The presented number is (-1)^{S} * 1.mantissa * 2^{(exp)} where 'mantissa' consists of binary digits and 'exp' is considered as a singed number.

We shall examine the following basic formats:

Format | Description | Mantissa bits | Exponent bits | Decimal digits | Decimal exponent range |

binary32 | Single precision | 24 | 8 | 7.22 | 38.23 |

binary64 | Double precision | 53 | 11 | 15.95 | 307.95 |

binary128 | Quadruple precision | 113 | 15 | 34.02 | 4931.77 |

The corresponding variable types in C++/FORTRAN are shown in the following table:

| binary32 | binary64 | binary128 |

C/C++ | `float` | `double` | `_Quad` (Intel),`__float128` (GNU quadmath) |

FORTRAN (real) | REAL*4 | REAL*8 | REAL*16 | |

FORTRAN (complex) | COMPLEX*8 | COMPLEX*16 | COMPLEX*32 | |

The popular compilers that support the quadruple floating point emulation on x86 and x86-64 CPU are Intel C/C++ and Fortran and GNU GCC and GFORTRAN with quadlib library. The Microsoft VC compiler does not support this type and is not seem to support it in the nearest future!

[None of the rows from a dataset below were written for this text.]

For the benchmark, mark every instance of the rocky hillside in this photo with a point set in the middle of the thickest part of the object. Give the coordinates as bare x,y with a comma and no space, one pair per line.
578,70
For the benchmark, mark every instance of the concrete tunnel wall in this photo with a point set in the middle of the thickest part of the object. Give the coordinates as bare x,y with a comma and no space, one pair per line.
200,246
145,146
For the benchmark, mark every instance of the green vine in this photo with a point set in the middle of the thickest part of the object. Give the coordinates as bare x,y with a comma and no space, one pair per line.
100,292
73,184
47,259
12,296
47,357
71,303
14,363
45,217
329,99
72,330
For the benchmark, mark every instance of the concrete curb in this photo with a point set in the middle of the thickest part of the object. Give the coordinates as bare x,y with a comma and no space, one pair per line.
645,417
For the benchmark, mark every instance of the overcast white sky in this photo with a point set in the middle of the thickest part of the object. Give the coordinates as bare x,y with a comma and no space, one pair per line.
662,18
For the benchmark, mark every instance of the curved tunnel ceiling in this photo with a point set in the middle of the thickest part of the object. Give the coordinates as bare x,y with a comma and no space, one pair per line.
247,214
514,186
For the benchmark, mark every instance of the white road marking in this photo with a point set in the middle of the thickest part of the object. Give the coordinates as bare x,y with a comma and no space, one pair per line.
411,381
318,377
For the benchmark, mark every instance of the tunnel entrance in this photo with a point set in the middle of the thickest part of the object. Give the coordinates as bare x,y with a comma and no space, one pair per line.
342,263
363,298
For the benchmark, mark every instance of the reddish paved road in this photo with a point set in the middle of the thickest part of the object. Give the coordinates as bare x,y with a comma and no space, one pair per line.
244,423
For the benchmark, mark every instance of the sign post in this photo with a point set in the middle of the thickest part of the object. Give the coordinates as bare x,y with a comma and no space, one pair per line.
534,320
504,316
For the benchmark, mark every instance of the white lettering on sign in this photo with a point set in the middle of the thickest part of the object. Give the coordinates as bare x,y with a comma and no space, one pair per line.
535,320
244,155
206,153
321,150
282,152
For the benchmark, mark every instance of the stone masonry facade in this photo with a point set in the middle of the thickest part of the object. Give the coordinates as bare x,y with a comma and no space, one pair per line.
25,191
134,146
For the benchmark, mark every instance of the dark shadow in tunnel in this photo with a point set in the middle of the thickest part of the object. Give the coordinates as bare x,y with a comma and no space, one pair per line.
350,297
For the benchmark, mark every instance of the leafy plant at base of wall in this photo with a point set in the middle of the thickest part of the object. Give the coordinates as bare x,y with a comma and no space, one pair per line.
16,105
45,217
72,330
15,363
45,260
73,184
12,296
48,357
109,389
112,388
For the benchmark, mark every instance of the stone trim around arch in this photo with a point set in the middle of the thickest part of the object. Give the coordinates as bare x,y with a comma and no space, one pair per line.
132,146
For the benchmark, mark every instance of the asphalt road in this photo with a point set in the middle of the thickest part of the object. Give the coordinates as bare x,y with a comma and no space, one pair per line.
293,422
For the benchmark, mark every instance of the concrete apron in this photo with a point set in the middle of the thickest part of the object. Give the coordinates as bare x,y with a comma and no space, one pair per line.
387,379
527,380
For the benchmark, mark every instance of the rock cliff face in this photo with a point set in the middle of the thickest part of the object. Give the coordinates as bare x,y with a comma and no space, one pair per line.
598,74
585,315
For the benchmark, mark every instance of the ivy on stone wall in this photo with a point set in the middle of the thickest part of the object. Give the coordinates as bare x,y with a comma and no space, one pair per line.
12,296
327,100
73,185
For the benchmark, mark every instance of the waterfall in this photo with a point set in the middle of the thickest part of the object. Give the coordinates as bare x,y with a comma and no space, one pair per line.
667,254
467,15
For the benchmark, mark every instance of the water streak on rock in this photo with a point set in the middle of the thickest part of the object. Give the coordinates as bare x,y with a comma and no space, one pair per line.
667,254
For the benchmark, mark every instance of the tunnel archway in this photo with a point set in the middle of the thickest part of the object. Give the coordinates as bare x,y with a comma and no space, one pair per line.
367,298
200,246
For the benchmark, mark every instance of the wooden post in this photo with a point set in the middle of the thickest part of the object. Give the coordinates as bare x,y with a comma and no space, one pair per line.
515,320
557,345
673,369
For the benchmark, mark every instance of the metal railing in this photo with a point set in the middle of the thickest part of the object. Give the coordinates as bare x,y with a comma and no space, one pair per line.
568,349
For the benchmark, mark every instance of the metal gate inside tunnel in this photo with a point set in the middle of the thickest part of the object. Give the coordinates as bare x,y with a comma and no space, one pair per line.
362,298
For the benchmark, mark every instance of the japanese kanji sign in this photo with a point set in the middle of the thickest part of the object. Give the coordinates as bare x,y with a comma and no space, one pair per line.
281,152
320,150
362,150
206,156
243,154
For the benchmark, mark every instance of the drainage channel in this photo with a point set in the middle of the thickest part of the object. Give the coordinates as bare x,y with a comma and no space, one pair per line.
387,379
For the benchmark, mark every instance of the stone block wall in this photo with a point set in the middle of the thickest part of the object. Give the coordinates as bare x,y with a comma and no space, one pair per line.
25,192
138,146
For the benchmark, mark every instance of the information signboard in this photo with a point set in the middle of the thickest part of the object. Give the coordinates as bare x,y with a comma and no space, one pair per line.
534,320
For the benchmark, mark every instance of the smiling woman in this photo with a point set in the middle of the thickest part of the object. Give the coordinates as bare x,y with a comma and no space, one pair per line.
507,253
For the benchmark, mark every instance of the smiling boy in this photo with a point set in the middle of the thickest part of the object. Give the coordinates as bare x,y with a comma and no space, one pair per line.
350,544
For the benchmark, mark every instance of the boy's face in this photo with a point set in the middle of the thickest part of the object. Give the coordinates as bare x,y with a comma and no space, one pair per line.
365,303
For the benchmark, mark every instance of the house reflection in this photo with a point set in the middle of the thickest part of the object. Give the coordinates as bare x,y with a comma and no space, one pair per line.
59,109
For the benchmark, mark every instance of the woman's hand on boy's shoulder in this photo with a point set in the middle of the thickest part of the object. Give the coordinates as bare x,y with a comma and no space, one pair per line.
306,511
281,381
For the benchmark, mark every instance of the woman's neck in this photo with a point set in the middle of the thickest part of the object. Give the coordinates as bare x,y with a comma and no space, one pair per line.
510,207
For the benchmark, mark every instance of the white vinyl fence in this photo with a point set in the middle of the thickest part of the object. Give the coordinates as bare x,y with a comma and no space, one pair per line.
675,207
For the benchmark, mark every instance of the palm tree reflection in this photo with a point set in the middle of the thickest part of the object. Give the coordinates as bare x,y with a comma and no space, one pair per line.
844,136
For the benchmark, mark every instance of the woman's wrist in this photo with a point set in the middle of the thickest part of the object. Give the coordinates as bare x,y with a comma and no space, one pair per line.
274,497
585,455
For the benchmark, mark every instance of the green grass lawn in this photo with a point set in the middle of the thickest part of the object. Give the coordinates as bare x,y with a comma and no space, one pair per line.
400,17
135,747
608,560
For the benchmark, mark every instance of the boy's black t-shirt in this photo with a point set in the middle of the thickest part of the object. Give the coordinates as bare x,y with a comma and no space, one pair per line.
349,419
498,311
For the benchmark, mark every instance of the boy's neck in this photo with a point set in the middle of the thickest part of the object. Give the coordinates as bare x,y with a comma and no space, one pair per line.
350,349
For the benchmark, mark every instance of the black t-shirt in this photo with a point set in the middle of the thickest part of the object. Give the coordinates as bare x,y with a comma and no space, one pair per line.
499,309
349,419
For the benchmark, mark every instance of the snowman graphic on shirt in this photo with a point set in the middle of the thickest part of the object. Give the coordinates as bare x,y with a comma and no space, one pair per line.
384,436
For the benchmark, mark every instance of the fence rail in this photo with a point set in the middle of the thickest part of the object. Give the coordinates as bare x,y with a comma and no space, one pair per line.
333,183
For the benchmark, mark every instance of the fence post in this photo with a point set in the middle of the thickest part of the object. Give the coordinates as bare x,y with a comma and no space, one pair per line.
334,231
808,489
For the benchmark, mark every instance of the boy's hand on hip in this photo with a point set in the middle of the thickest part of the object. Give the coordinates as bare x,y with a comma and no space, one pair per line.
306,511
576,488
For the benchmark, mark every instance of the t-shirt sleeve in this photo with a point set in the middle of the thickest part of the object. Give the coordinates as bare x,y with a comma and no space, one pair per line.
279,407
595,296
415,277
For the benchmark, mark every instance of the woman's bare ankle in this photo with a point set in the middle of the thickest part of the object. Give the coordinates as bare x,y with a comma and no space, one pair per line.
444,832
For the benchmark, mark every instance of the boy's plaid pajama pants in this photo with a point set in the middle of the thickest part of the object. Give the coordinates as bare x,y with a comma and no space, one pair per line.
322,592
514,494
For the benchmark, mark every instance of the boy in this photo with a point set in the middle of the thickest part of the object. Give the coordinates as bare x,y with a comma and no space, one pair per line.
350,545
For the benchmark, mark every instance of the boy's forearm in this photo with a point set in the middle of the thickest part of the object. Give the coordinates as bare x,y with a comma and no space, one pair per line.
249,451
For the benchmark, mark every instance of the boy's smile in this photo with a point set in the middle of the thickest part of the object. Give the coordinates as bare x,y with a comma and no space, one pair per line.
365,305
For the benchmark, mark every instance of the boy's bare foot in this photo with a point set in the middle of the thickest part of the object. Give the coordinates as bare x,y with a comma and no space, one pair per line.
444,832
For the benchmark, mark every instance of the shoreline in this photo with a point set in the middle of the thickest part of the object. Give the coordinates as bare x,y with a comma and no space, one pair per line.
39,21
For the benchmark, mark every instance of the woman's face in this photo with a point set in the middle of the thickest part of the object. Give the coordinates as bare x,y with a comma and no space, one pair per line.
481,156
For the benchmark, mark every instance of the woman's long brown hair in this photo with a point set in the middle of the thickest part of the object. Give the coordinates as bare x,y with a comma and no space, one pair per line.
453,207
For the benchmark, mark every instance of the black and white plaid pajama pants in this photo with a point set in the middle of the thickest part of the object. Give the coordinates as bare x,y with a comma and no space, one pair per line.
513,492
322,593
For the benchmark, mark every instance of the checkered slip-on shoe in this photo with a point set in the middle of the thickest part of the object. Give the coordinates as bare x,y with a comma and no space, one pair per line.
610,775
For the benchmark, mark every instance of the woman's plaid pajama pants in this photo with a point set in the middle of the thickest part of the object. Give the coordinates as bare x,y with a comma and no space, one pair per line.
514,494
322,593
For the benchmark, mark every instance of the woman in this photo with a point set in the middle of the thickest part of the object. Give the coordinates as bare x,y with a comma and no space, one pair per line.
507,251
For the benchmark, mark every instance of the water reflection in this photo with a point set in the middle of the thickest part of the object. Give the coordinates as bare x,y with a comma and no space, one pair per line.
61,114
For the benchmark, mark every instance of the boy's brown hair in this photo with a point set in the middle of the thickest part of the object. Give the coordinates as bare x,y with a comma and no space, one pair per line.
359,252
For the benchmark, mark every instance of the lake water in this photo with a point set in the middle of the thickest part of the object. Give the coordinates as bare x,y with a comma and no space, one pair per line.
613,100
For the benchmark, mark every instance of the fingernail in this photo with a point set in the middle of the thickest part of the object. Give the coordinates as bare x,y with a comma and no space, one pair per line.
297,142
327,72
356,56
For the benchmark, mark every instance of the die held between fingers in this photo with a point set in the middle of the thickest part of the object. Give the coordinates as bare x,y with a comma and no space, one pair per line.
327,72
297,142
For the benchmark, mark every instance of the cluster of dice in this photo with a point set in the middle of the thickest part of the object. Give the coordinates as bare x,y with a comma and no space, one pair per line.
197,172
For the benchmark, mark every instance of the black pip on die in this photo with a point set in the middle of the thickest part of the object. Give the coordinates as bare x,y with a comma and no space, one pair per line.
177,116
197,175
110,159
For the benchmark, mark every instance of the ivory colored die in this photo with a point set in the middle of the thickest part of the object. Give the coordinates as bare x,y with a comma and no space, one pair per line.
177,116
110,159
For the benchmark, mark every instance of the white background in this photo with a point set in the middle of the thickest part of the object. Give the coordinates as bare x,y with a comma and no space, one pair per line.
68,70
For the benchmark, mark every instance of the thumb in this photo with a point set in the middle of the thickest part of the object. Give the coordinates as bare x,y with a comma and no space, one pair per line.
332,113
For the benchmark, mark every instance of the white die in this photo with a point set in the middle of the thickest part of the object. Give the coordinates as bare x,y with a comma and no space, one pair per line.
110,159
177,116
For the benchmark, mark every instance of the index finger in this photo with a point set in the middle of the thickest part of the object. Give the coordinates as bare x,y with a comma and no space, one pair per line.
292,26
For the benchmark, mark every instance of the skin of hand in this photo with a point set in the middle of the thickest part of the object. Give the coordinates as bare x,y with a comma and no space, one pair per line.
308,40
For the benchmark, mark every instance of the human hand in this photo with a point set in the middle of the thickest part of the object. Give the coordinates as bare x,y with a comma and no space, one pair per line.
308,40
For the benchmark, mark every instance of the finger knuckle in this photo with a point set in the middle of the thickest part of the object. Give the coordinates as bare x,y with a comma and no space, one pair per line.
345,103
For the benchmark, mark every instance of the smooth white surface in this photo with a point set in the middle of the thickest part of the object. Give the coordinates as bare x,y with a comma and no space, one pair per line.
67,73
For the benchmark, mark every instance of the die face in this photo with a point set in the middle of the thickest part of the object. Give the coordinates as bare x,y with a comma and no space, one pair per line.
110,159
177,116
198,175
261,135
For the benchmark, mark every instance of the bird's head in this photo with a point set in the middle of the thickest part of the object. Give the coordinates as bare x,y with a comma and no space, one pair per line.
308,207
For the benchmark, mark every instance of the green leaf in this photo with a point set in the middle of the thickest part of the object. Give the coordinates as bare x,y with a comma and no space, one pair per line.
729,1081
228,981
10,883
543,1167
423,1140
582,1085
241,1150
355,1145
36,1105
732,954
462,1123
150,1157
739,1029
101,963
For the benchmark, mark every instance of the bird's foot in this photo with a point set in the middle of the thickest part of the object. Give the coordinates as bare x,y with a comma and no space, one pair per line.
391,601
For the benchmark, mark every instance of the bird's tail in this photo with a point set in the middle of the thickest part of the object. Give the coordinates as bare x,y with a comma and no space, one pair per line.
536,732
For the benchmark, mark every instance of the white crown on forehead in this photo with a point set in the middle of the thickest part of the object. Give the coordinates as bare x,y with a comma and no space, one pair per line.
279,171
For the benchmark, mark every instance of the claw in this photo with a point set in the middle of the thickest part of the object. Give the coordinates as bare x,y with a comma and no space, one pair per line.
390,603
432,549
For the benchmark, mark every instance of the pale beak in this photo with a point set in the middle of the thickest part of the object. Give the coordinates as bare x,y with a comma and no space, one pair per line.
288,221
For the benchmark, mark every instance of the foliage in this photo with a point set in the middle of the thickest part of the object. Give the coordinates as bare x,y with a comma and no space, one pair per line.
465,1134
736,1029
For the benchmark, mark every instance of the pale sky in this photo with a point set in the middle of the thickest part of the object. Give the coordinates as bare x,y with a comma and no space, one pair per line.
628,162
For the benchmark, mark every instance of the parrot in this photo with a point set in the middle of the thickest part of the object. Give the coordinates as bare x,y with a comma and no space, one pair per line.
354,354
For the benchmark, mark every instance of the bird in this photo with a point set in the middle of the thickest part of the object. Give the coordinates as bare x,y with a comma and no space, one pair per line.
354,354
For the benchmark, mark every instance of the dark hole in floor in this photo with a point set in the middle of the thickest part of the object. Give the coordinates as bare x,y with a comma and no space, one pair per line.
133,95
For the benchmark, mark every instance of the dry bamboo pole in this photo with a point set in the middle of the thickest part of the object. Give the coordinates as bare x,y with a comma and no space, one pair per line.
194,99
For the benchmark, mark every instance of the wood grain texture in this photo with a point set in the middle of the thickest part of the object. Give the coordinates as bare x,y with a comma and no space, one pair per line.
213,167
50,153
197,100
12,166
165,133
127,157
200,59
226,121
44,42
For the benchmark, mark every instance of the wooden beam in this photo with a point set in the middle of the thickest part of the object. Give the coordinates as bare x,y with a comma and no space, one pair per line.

### LAPACK library quadruple floating-point compilation

The LAPACK library is a standard numerical package (http://www.netlib.org/lapack/) that implements the linear algebra algorithms. The library is used in this article to calculate the roots of a polynomial. The library is FORTRAN written but is has it's C-port CLAPACK. The standard version of this library provides only the double precision functionality. The lack of higher precision implementation is most likely due to the fact that the double precision arithmetic is enough for most applications.

The two ways of the LAPACK modification for quadruple precision are proposed:

- Modification of LAPACK FORTRAN source
- Modification of CLAPACK C source

In the first case type declarations for variables `REAL*8, REAL, DOUBLE PRECISION, COMPLEX`

should be replaced by `REAL*16, COMPLEX*32`

.

If the FORTRAN90 standard is used, the types should be replaced by `real (kind=selected_real_kind (32))`

and `complex (kind=selected_real_kind (32))`

correspondingly.

Replace `REAL*8`

and `COMPLEX*16`

versions of in-build functions by their `REAL*16`

and `COMPLEX*32`

versions. This procedure yet seems to require substantial modification of the code but it is rather straightforward.

In the second case, the include file f2c.h should be modified in order to redefine the basic types. The prototypes of the standard functions also should be replaced by their quadruple versions.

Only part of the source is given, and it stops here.